La fenêtre
de Carlos Sorin (Argentine)
Le cinéma nous propose une rentrée très riche.. Deux films remarqués à Cannes sont sortis récemment sur nos écrans : « Inglorious bastards », pour ceux qui aiment le style brillant de Quentin Tarantino et les grandes aventures, genre roman de cape et d’épée, mais ici durant la Seconde Guerre mondiale. Et « Un Prophète » de Jacques Audiard, salué par la critique, témoignage saisissant sur la vie en prison, mais au sujet duquel (avec d’autres critiques) je me permets quelques réserves : le réalisme n’évite pas toujours le schématisme et le personnage principal « débrouillard, posé et intelligent… mais aussi traître, servile et utilitariste » (Stéphane Delorme dans les Cahiers du Cinéma) est certes attachant, mais pas pour autant un héros.

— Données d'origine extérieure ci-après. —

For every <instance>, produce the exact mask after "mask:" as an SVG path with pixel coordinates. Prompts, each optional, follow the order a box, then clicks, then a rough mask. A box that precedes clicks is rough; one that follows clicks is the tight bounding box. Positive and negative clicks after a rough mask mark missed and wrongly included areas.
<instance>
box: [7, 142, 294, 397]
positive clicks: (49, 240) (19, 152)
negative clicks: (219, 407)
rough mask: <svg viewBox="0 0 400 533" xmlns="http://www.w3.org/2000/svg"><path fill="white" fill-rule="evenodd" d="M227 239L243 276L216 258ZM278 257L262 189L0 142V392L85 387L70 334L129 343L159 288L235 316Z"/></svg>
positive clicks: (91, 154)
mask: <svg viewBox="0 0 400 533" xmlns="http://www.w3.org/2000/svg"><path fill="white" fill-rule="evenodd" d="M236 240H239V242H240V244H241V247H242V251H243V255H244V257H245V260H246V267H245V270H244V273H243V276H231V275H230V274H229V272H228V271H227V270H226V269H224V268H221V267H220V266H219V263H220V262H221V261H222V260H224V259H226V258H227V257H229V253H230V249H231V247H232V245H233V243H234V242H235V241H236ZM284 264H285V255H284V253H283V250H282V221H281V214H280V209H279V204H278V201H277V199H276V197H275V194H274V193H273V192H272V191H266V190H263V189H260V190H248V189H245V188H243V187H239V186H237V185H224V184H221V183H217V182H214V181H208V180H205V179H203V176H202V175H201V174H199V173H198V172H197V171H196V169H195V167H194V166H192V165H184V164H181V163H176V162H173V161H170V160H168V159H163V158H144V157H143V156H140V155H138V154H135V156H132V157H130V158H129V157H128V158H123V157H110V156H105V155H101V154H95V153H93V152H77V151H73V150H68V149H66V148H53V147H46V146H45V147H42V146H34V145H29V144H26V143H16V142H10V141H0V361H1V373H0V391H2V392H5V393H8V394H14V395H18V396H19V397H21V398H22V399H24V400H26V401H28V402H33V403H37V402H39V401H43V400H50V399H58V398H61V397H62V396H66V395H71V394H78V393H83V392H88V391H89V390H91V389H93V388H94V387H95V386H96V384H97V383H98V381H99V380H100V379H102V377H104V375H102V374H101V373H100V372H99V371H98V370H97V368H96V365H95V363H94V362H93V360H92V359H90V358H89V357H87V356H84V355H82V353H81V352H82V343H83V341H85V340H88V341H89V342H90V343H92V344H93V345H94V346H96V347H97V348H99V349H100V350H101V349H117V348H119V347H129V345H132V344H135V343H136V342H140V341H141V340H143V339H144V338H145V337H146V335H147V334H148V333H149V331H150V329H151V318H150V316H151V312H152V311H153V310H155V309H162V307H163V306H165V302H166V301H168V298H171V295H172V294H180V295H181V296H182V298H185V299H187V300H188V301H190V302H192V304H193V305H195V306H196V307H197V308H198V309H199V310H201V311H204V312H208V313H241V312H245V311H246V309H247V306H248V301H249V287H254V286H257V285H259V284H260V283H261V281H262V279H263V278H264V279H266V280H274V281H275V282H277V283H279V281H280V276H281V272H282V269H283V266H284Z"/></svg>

La vraie grandeur, la noblesse du cinéma est à mes yeux d’explorer la complexité et les richesses cachées de l’existence humaine. C’est pourquoi j’ai beaucoup apprécié un « petit » film, sorti à Paris le 3 juin, présent à Aix une semaine au mois d’août. Aviez-vous eu la chance de voir « Historias minimas » (2003) ou « Bonbon el Perro » (2005) ? Le réalisateur argentin Carlos Sorin s’attachait déjà, avec une grande chaleur humaine et une gentillesse malicieuse, « à ces petits riens qui font tout le sel de la vie ».
Son nouveau film, « La fenêtre » est sans doute son meilleur : tout simplement une journée de la vie d’un vieil homme usé et malade, dans une grande maison perdue au nord de la Patagonie. Son fils, devenu un pianiste célèbre, doit arriver le soir. Au long du jour, des souvenirs de jeunesse qui remontent à la mémoire, la visite de son médecin à qui il offre un ouvrage de Borgès dont il a été l’ami, l’arrivée du restaurateur de piano, l’agitation des habitants de la maison. À force de regarder par la fenêtre et malgré sa perfusion, le vieil homme se lance dans une escapade à travers champs, jusqu’à ce que la fatigue le fasse s’écrouler. Carlos Sorin confirme un talent exceptionnel pour décrire avec tendresse et humour ces tout petits détails, pour laisser entrevoir à travers eux la subtilité et les nuances infinies des relations humaines. Son style précis, ses cadrages rigoureux, en disent plus que bien des réflexions.
Comme déjà « Les fraises sauvages » de Bergman, il rejoint avec émotion la vieillesse et l’approche de la mort.